Tuesday, November 13, 2012
GNHW member Norm Miner tries out the shooting board. He's left-handed, so he said he would make himself a left-handed shooting board.
This past Saturday I spent several hours demonstrating hand tool techniques at the Portsmouth, NH Woodcraft store as a member of the Guild Of New Hampshire Woodworkers. The Guild is working on holding demonstrations there the 2nd Saturday of each month. Meanwhile, Assistant Manager Fred Chellis, also a GNHW member, was in back running a meeting of the Guild's Windsor Chair Subgroup. He carries on a long family tradition of chairmaking at Little River Windsors. I'll be back at the store on December 8th, noon to 3.
I brought my portable toolbox with a full complement of tools, portable sharpening station, sawbench, sawhorse, bench appliances, and bin of practice lumber. Mark, the store manager, helped me set up one of their workbenches. I had also meant to bring my Queen Anne foot stool as a small example of a finished piece, but forgot to pack it in the van.
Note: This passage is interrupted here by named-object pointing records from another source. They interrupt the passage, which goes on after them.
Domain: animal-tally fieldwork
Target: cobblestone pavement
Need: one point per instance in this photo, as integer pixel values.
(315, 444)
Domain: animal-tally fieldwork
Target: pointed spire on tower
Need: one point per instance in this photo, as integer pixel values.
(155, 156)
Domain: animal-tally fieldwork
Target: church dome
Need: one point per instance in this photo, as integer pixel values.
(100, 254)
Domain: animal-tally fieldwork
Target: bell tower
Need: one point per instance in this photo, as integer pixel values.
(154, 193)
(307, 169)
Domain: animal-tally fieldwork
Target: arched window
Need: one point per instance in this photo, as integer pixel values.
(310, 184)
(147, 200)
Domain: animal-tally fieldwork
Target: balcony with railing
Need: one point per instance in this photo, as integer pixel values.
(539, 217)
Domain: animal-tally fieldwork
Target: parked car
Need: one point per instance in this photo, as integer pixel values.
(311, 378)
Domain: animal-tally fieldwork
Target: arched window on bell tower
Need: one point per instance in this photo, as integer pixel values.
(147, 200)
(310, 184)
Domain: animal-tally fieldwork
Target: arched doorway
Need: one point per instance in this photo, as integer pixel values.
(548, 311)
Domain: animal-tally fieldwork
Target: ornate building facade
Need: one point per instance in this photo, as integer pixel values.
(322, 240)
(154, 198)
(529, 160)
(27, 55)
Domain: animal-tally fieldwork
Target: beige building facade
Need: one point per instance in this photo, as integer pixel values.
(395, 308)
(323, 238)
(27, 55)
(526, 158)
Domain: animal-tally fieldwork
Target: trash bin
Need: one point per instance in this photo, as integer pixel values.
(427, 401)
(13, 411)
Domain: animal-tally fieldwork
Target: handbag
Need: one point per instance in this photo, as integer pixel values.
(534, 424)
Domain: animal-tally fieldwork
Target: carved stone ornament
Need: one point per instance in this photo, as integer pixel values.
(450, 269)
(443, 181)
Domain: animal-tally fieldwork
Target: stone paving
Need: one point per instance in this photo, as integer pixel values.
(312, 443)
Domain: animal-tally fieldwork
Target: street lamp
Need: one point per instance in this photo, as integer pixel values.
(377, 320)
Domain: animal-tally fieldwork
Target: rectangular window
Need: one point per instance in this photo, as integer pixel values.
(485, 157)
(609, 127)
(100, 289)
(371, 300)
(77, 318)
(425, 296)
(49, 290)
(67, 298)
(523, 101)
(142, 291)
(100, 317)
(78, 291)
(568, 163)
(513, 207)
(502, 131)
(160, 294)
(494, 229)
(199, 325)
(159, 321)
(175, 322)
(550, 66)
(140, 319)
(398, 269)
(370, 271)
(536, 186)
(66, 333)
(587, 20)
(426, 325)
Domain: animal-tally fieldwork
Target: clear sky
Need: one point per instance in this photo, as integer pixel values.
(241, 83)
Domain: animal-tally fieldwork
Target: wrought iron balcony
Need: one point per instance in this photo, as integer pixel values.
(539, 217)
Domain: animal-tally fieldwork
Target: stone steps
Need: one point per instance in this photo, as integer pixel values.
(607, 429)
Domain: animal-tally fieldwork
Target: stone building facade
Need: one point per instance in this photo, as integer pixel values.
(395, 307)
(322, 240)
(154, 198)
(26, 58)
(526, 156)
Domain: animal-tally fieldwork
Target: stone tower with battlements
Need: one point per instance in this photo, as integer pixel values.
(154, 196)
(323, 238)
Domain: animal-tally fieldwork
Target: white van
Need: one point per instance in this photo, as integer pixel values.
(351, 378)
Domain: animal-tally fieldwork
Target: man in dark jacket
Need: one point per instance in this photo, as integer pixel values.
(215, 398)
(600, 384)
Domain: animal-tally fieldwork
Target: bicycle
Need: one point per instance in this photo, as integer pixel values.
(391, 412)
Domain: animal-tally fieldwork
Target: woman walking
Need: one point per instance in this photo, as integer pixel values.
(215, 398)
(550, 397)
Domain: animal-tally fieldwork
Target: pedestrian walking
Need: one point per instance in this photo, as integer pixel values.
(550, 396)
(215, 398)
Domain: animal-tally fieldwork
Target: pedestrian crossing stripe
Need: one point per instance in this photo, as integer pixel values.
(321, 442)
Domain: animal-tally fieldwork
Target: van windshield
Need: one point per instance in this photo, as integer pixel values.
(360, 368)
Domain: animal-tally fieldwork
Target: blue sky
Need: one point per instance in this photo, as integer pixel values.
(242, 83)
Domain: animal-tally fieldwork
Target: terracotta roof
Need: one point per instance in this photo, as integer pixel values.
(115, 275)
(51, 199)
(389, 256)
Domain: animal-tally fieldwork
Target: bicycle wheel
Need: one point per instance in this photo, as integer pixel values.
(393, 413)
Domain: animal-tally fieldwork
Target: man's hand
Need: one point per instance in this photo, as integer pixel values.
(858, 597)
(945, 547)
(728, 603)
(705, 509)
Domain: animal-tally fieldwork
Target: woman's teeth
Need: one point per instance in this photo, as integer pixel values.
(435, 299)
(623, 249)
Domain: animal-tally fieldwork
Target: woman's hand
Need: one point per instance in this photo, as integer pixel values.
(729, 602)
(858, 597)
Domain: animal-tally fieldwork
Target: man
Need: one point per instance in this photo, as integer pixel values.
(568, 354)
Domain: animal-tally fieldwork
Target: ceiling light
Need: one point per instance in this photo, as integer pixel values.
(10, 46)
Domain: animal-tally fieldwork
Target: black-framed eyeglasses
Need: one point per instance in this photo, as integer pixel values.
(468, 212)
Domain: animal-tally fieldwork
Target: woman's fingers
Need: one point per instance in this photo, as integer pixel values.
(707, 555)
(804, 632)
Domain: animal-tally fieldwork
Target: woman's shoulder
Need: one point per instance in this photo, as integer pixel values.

Next time! I'll also bring my portable workbench as a tool table, because the main bench gets cluttered quickly.
I was busy the whole time, from the first question asking how you saw straight, to Norm Miner pictured above trying out a shooting board. I also covered sharpening plane irons, chisels, and saws, and demonstrated various bench and specialty planes, including a quick bit of panel-raising. Several people said they were just developing an interest in learning how to work with hand tools.
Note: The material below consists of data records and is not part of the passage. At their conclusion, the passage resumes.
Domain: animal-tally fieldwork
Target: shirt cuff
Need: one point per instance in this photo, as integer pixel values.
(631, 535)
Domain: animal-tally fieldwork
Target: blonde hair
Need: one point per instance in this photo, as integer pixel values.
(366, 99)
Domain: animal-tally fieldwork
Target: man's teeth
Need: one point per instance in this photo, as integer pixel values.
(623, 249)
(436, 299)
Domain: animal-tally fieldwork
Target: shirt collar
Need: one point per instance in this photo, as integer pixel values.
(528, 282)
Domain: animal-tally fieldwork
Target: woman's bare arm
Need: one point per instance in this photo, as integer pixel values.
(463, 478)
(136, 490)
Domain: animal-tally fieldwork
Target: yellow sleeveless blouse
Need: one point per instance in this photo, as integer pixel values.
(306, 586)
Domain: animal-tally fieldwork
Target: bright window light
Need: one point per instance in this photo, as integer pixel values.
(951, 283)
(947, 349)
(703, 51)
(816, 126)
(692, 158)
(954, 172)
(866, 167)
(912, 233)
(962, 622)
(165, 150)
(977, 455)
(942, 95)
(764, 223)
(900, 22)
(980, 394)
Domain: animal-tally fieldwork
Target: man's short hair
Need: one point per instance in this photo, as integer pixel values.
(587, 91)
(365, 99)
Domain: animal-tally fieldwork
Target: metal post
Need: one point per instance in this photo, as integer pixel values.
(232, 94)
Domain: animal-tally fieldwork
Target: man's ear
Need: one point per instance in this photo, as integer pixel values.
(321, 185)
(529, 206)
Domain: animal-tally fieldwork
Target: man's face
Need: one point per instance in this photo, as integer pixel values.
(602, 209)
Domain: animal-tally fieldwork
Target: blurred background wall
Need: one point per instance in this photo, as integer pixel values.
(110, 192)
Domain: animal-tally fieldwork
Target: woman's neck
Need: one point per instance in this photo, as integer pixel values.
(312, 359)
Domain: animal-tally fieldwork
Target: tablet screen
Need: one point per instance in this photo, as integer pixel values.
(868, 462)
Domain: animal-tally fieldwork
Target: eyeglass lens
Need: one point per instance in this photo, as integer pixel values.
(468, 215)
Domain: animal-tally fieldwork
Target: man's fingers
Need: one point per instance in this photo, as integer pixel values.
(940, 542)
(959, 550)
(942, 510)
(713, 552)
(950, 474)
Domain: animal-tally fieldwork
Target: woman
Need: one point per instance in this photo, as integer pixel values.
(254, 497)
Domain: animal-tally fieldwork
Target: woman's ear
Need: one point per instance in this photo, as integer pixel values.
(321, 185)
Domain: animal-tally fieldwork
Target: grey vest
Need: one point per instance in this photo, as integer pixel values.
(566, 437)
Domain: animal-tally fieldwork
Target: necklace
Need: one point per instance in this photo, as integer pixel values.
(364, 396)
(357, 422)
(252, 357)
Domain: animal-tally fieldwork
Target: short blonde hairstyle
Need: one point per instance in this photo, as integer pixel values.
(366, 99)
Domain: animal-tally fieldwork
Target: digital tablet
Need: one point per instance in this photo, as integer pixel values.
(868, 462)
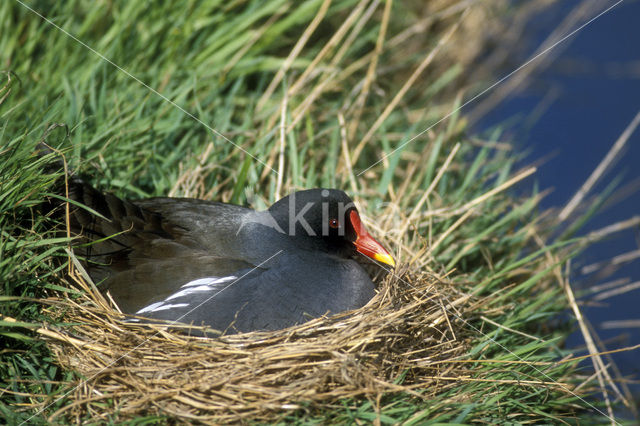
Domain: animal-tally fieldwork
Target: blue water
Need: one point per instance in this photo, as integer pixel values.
(597, 79)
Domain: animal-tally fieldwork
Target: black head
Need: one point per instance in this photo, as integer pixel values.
(326, 219)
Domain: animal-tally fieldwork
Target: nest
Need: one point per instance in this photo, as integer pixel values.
(399, 342)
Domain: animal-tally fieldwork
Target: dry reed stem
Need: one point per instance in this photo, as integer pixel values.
(597, 173)
(150, 369)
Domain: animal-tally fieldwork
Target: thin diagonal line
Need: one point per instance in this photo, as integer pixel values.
(128, 74)
(545, 51)
(147, 339)
(389, 270)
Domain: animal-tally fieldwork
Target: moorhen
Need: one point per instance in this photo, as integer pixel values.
(226, 266)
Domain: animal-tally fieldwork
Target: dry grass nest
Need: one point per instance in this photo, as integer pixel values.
(402, 341)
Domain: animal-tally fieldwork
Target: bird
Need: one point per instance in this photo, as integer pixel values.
(225, 266)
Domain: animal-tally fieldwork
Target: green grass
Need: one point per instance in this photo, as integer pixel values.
(133, 142)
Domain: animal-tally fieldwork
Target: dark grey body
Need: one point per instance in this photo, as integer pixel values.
(164, 243)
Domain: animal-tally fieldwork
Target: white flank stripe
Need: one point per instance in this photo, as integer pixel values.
(190, 290)
(209, 281)
(165, 307)
(149, 308)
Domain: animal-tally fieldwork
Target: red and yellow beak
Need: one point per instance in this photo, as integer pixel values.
(367, 245)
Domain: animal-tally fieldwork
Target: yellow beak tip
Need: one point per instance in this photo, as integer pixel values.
(385, 258)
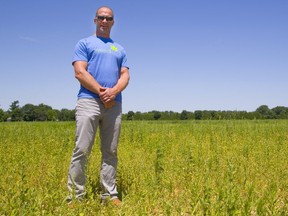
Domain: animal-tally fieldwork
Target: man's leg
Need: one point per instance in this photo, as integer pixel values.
(109, 135)
(87, 112)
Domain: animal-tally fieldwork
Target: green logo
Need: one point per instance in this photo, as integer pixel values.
(114, 48)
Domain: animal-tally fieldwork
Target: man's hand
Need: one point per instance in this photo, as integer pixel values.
(107, 97)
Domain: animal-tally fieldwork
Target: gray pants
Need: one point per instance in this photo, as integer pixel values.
(91, 114)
Since my goal at demonstrations is always to get people to try out the tools, I oriented the bench so I was working in front of it, rather than on the far side. That encourages people to step up to it when I step aside and offer the tools to them, bringing them into the workspace. That's what really convinces them they can do it.
One of the things I emphasized was that hand tools allow you to work to incredible precision. That's how we got onto the shooting board, when someone asked about planing end grain. I showed them the beautiful fine sheets of pencil-sharpener shavings the plane takes off, then demonstrated the resulting flatness and squareness by standing the board up on its shot end and banging on the bench. The board didn't wobble a bit.
If you're in the area December 8th, stop in and give things a try. I'm happy to demonstrate just about any procedure, from rough to fine work. I also encourage you to consider Guild membership (you don't have to live in New Hampshire). The cost is modest, yet provides access to a wide variety of area woodworkers, an equally wide variety of subgroup activities, and subscriptions to the excellent quarterly Journal.